When she was 25, sewing samples on her father's ancient dining room table, he gave her La Casita, the little three-room cabin just yards from the lodge, for her own. A simple wood-frame dwelling that Mr. Bradley sheathed in logs (he has his own saw mill here), it had been the Girl Scouts' infirmary, and then a craft house.
"It became Camilla's," Mr. Bradley said, "when she was old enough to appreciate it."
She filled the space with pickings from the lodge - an old cane couch, a door she covered with her mother's fabric and used as a headboard, her favorite books (yards and yards of Nancy Drew and the Hardy Boys) - and two decades worth of Playboy magazines, the golden years of the 1950's and 60's, a gift from her father. He'd bought them at a local auction, she said, where he is such a fixture he's got two of his own seats, each labeled with a sign that reads "Sir John."
"I was mortified when he yelled out that they were for me," she said. "But he told me they'd be great inspiration. And guess what, he was right. I redesigned all our bathing suits from them. Also the gingham dresses in our stores right now. Plus, they make fabulous housewarming gifts. You can't go wrong if you bring a classic Playboy." She leaves the hot water on every day here - not her father's practice up at the lodge - and invites friends up, 12 at a time, to sleep in the loft space above the tiny living room. Father and daughter phone each other before hazarding a visit.

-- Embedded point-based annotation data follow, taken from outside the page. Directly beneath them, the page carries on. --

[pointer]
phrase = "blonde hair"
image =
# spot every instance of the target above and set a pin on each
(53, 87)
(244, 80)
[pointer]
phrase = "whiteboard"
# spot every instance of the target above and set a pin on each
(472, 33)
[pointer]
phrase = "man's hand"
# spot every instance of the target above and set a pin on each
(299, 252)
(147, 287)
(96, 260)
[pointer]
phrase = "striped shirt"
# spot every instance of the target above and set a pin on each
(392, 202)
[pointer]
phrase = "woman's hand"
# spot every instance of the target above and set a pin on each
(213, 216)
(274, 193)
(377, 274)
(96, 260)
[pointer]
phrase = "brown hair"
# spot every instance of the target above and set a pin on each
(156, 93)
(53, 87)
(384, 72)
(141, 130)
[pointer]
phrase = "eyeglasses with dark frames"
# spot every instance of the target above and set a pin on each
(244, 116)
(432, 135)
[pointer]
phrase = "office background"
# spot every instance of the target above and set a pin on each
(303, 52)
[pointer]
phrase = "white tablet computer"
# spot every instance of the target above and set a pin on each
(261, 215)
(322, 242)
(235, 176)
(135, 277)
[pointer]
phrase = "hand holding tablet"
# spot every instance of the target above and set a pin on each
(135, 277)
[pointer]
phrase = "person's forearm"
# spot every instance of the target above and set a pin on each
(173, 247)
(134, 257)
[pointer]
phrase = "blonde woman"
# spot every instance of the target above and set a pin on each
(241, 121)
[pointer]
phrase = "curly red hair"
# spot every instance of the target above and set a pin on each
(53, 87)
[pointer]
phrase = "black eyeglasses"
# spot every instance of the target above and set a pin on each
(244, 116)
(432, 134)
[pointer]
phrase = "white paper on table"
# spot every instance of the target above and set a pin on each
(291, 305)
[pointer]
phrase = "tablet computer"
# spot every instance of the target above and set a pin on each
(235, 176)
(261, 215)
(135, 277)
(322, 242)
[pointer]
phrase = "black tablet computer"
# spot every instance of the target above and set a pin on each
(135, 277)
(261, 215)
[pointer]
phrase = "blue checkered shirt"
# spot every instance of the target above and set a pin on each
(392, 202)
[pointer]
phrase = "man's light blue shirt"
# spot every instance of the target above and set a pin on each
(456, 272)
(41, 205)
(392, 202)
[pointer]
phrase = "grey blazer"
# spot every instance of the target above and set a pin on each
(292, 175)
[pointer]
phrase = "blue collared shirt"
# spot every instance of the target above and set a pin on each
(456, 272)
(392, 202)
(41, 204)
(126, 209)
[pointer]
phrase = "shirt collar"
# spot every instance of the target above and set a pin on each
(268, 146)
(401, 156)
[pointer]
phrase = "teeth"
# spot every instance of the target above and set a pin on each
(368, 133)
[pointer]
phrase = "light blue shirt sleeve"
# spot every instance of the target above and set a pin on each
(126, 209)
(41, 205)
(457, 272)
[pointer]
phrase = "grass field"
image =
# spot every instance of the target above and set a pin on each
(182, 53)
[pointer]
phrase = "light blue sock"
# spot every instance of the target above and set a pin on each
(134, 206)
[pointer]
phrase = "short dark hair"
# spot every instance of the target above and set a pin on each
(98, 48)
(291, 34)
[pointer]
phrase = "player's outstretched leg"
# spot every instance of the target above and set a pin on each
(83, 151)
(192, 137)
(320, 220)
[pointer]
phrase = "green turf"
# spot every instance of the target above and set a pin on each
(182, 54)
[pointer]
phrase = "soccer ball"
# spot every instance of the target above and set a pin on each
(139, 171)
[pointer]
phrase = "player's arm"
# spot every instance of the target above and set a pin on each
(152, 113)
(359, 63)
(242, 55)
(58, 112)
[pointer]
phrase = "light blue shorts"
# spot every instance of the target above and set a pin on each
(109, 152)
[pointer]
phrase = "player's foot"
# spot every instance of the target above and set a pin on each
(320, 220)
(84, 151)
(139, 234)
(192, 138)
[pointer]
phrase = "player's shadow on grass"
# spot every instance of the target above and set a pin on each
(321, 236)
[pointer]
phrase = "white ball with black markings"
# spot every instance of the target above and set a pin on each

"He's so aware of my space," Ms. Bradley said of her father, who never remarried. "He would never come over without calling, and he expects the same of me," she continued, picking up a cordless phone. "J.B.," she said into it, "we're coming up."
Stumping through the dim rooms of his lodge, where dust motes swirled in the odd patch of sunlight and every object came with a back story - the ostrich egg on a mantel that fed 12 one winter morning (and was a gift from Mr. Fowler), the 1947 Garland stove that had belonged to Julia Child.
Mr. Bradley stopped to point out the imprints in the terra cotta kitchen's hexagonal floor tiles: the pet goose foot stamped in one, the German shepherd paw in another. (Even Ms. Bradley's then tiny foot made its mark in a bathroom tile.) Her mother had fired every tile herself, he said proudly, and then scored each with the tips of her fingers.
"I think the Lord has blessed me," Mr. Bradley began.
"Same thing with this kid," he concluded, as his daughter stepped into the sunshine.